Sorry, all you Game of Thrones fans — Milan Janosov, a Ph.D. candidate at the Central European University Center for Network Science, thinks the Mother of Dragons is “quite likely to die,” with other popular characters like Arya Stark and the Hound likewise in “dangerous positions.”
Why? Science! Data science, to be more precise.
Janosov has built a quantitative prediction model showing which Game of Thrones characters are statistically likely to die next, something that he says started as a class project for a data mining lecture. He created what amounts to a social network for the show, as he explains in a report about his model: “Game of Thrones is a complex world in which social position and true friends seem to be quite important, so I quantified each character’s social interaction patterns using the tools of network science. I then predict their fate using machine learning methods.”
Here’s his hypothesis, as he explains it to BGR:
After building what you could call the social network — plotting out each individual character, and studying the linkages between them — Janosov then used what he says is a well-known machine learning approach (the support vector machine model) to calculate the probability of which still-living characters will die.

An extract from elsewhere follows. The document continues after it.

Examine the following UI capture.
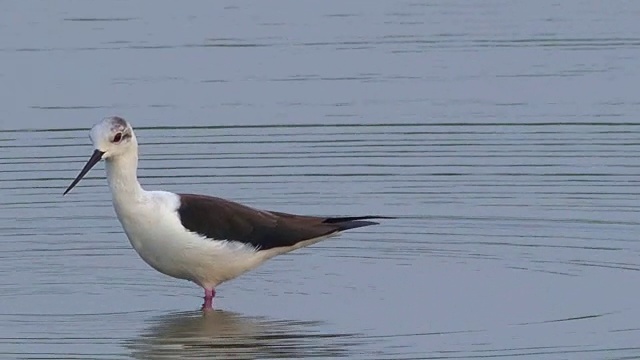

“The scientific part is the question: seemingly the friends, enemies and allies are super important in the Game of Thrones realm,” he tells BGR. “Does this mean that the various measures of this — centrality measures in the characters’ social network — are good predictors of a character’s death?
“The gist of the calculation is that we consider all the dead characters, and see what their social collaboration patterns look like — and based on how much alike a still living character is, the higher her chances are to die. So this is a hypothesis, and during the upcoming episodes we’re going to learn how well … the various measures of social position (are good predictors).”
Janosov is starting his second year in the network science PhD program at the Central European University in Budapest. The parts about the Game of Thrones universe he especially loves, Janosov explains, are the complexity, the level of detail and the unexpected plot twists.
All of it also making for abundant fodder for a data science student keen on graphs and connections and patterns.
There are 94 characters interesting enough for Game of Thrones fans to care about, Janosov explains in his report. Sixty-one characters have already died at the time of this writing.
Based on that knowledge, he writes, you could form “an educated guess” of who’s going to kick the bucket next by looking at “which of those people still alive have similar features to those who have already passed away? … This problem resembles the well-known churn problem, which can be solved with various classification-based algorithms.”
Looking at the network centrality patterns — and the error of those probabilities, based on repeating the prediction “with five-fold cross-validation” a hundred times — Janosov’s model comes up with a 91 percent chance that Daenerys Targaryen will meet an untimely end soon.
Here’s a table from his report stacking who’s likely to die next, from the least likely at the bottom all the way up to most likely:
“The list tells us many interesting things,” Janosov writes. “First, Daenerys seems to be quite likely to die, overlapping with a number of speculations, while Tyrion and Jon Snow seem to be relatively safe. Second, both the ever-popular Arya Stark and the less friendly Hound, already so close to death many times before, are both in dangerous positions. Surprisingly, Cersei, currently sitting on the Iron Throne, and Baelish who is doing his best to get there, seem to be in a much better position. It seems Jorah Mormont will find the cure for his greyscale disease, and despite all he has been through, Theon Greyjoy will probably survive. Sadly, the same cannot be said about the Arryn family.”
This project, meanwhile, is similar to one performed by a team from the Technical University of Munich that was a product of a JavaScript course there. That team similarly used comparisons between characters who have died and still-living characters to see if there are tell-tale signs that suggest who will die next.
For what it’s worth, here’s that team’s ranking: https://www.got.show/ranking. It similarly assigns Daenerys Targaryen a high probability of dying soon, and it should be noted — this team has already been correct with the number one and two names on its list of who’s dying next — Tommen and Stannis Baratheon. (Daenerys is third on the list.)